Before reading this, give this movement a listen. This is Beethoven’s 7th Symphony, 2nd movement, as conducted by Herbert von Karajan (my favorite version):
This, in my opinion, is one of the saddest, most haunting, and most powerful pieces of music I have ever heard. Listening to it, I mean really listening to it, never failed to bring tears and deep feeling.
This morning, after I showered, I decided I really needed to hear Phish’s Wading in the Velvet Sea, which I did while I started to dress. IIt had been in my head ever since I woke up this morning, and when that happens, only a listen will help, I’ve found. You can skip this one, if you like, but here’s the song in case you are curious and/or unfamiliar:
I had left Rhythmbox (my audio player on my computer in my office) on random, and my computer decided that the next song it would play would be Beethoven. You know, the piece I embedded at the top of this post. And I heard the first note. And I froze.
That very first note has a way of transporting me to a place deep within me, and I was helpless to do anything except listen. I was helpless to the power of this piece of music to evoke, within me, all of the beautiful, terrible, and heart-wrenching pain of which I am capable, and transforming this pain into a transcendent experience.
If you don’t know the story of this symphony in context of Beethoven’s life, then let is suffice that when he finished this symphony, Ludwig van Beethoven was nearly completely deaf. I cannot imagine the internal struggle and pain that a person, especially a musical genius, must have gone through upon losing the ability to hear. The effects were pronounced, and Beethoven was forced to take a back-seat to playing and conducting, as a result, and yet he wrote two more symphonies after this one! Including the famous 9th Symphony, of course.
Nonetheless, we can all, perhaps, sympathize with that pain while listening to that piece of music. For me, at least, there is a sense of profound sadness and loss within those notes, but also there is a sense of hope, I think. That hope, buried within sadness, peeks through like a shy puppy during a thunderstorm, afraid and trembling, but capable of forcing a smile onto our lips as well.

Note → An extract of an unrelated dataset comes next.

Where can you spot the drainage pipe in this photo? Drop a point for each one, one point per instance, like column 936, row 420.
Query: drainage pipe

And as the piece ended, the emotional resolution left a ghost of those feelings on me for my ride to work, and even resonated into the rest of my busy morning. And here I am, sharing with you.
That’s all I can express, right now. Writing, for me, is an expression of hope and a desire for understanding and intimacy, but recently my life has been an orchestra of painful notes, with a phrasing of hope, now and then. This is a note of hope, but one surrounded by pain, anger, and loss. I hope to return to writing more consistently, soon.
I urge you to listen to the 7th symphony, in whole. This time, start with the first movement, which is wonderful on its own, and listen to at least the first two movements (I think the second two are not as good, but still worth the listen).